California Department of Insurance lawyers have argued their regulations are authorized by Insurance Code Section 790.03, which prohibits unfair insurance practices.  CDI lawyers have asserted that any insurer not using the proposed methodology are engaged in an unfair and deceptive practice, without any showing that other practices were in fact unfair or deceptive.  The Commissioner’s legal argument was flatly rejected by Los Angeles County Superior Court Judge Gregory Alarcon, and his decision was affirmed and upheld by the Second District Court of Appeals in a written opinion issued in April 2015.

IIABCal General Counsel Steve Young said the case is hugely significant because of the Commissioner’s expansive interpretation of his powers under the Unfair Insurance Practices Act (UIPA). 

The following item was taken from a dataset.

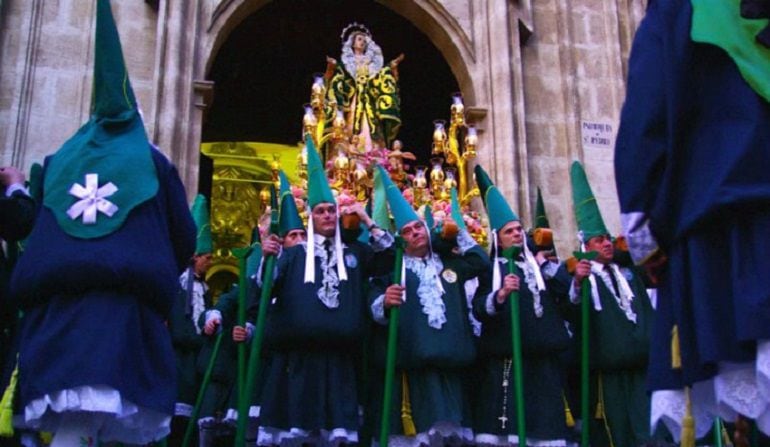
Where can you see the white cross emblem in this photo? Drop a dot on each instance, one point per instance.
(92, 200)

That Act enumerates and prohibits over two dozen specific acts defined to constitute an unfair or deceptive practice in the business of insurance.  Section 790.06 permits the Commissioner to add other offenses to the list of prohibited acts—but only if he issues an order to show cause, and meets the burden of proving that a particular behavior not already enumerated in the statute is unfair or deceptive.  Any such order ensuing from an administrative law judge can then be appealed in court.

However, CDI did not follow that procedure in this case.  Instead, the Commissioner’s lawyers simply declared that any insurer not using all of the factors identified by the Commissioner for calculating a replacement cost estimate had, by virtue of that admission, committed a new unfair or deceptive act—without regard to the accuracy of the estimate actually provided.

“The Department of Insurance for some time has, in our view, illegally been attempting to unilaterally and dramatically expand the scope of the UIPA in order to apply its liberal enforcement powers, including the ability to impose gigantic fines,” Young said.  “Multiple commissioners have sought to utterly circumvent the Legislature, and also ignored the plain requirements of § 790.06.

“The trial court and the court of appeals both found that the Department had done precisely that in this instance, and we are hopeful the Supreme Court will shut the door once and for all on this unfortunate practice.”

However, Young said that the Supreme Court’s decision to take the case on appeal is troubling and suggests the Court does not agree with the outcome or reasoning reached in the lower courts.

Whatever decision the Supreme Court issues in this case is likely to have a significant impact on the powers of the Commissioner—and the heads of all other administrative agencies in California—to impose new regulatory requirements not vetted in or approved by the Legislature.